Metro officials have been sounding the alarm about a looming $750 million budget shortfall and a resulting “transit death spiral” for months, but this is the first budget proposal detailing what a worst case scenario would actually look like.

WMATA officials have been calling on regional leaders to address the financial shortfall for the 2025 fiscal year with increased subsidies (the transit agency does not have dedicated funding, and depends on contributions from D.C., Maryland, and Virginia, as well as fare revenue and federal money). Metro now says it is aiming to secure an additional $665 million in subsidies from D.C., Maryland, and Virginia, which represents a 40%-56% increase over previous years.

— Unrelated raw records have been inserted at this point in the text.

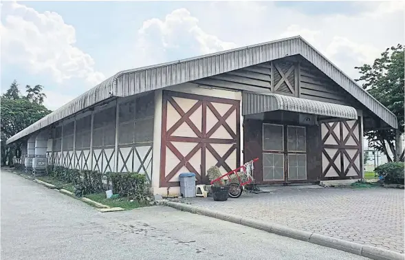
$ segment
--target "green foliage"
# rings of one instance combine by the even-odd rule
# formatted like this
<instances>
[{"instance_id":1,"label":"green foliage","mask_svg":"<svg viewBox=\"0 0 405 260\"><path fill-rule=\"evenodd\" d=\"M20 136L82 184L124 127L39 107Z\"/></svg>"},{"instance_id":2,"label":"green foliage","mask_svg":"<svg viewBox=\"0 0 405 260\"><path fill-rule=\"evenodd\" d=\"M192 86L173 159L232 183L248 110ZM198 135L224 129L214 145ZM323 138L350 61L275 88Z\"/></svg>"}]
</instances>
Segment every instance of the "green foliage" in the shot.
<instances>
[{"instance_id":1,"label":"green foliage","mask_svg":"<svg viewBox=\"0 0 405 260\"><path fill-rule=\"evenodd\" d=\"M114 193L132 198L140 203L146 202L150 191L144 174L113 173L107 175L107 180L112 182Z\"/></svg>"},{"instance_id":2,"label":"green foliage","mask_svg":"<svg viewBox=\"0 0 405 260\"><path fill-rule=\"evenodd\" d=\"M18 164L17 163L17 164L15 164L14 166L15 167L16 170L21 171L24 171L24 169L25 169L24 164Z\"/></svg>"},{"instance_id":3,"label":"green foliage","mask_svg":"<svg viewBox=\"0 0 405 260\"><path fill-rule=\"evenodd\" d=\"M120 207L125 209L137 208L142 206L147 206L144 203L140 203L137 200L131 201L127 197L111 197L107 199L105 197L105 193L89 194L86 197L95 202L101 203L103 205L109 206L111 208ZM132 200L132 199L131 199Z\"/></svg>"},{"instance_id":4,"label":"green foliage","mask_svg":"<svg viewBox=\"0 0 405 260\"><path fill-rule=\"evenodd\" d=\"M7 139L24 129L51 113L42 105L45 94L43 87L36 85L34 88L27 88L27 96L22 95L16 80L1 96L1 163L9 165L12 162L13 156L21 157L21 143L17 142L10 145L6 144Z\"/></svg>"},{"instance_id":5,"label":"green foliage","mask_svg":"<svg viewBox=\"0 0 405 260\"><path fill-rule=\"evenodd\" d=\"M374 170L387 184L404 184L404 162L388 162Z\"/></svg>"},{"instance_id":6,"label":"green foliage","mask_svg":"<svg viewBox=\"0 0 405 260\"><path fill-rule=\"evenodd\" d=\"M63 166L50 166L48 174L56 180L72 183L78 197L102 191L102 175L94 171L79 171Z\"/></svg>"},{"instance_id":7,"label":"green foliage","mask_svg":"<svg viewBox=\"0 0 405 260\"><path fill-rule=\"evenodd\" d=\"M363 83L363 88L393 112L398 120L399 129L404 133L404 86L405 85L404 50L402 45L387 48L372 65L355 67L362 74L356 81ZM371 147L384 153L388 162L393 160L385 145L388 142L395 154L395 133L393 130L370 131L365 133ZM400 160L404 160L404 153Z\"/></svg>"},{"instance_id":8,"label":"green foliage","mask_svg":"<svg viewBox=\"0 0 405 260\"><path fill-rule=\"evenodd\" d=\"M21 93L19 89L19 84L16 80L14 80L10 88L7 89L7 91L3 95L3 98L9 98L12 100L21 98Z\"/></svg>"},{"instance_id":9,"label":"green foliage","mask_svg":"<svg viewBox=\"0 0 405 260\"><path fill-rule=\"evenodd\" d=\"M28 100L39 105L43 104L43 100L46 98L46 95L42 92L43 86L37 85L34 87L31 87L31 86L28 85L25 86L25 91L27 92L26 98Z\"/></svg>"},{"instance_id":10,"label":"green foliage","mask_svg":"<svg viewBox=\"0 0 405 260\"><path fill-rule=\"evenodd\" d=\"M84 170L73 179L74 195L78 197L102 191L102 174Z\"/></svg>"}]
</instances>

“Failure is not an option,” WMATA CEO and General Manager Randy Clarke told reporters ahead of the full proposal’s release. “A healthy Metro is needed if we’re going to have a good DMV.” He added that he has “yet to meet a stakeholder” who finds the reduced services “acceptable.”

“Today’s proposal is a worst-case scenario in which DC, Maryland, and Virginia do nothing else between now and April, when the WMATA board votes on next year’s budget,” Ward 6 Councilmember Charles Allen, head of the D.C. Council’s transportation committee, said in a statement Tuesday. “Regional leaders have been in conversations for some time, and I’m confident we all agree that this budget can never become reality. That level of service would fail workers, seniors, students, businesses, and residents.”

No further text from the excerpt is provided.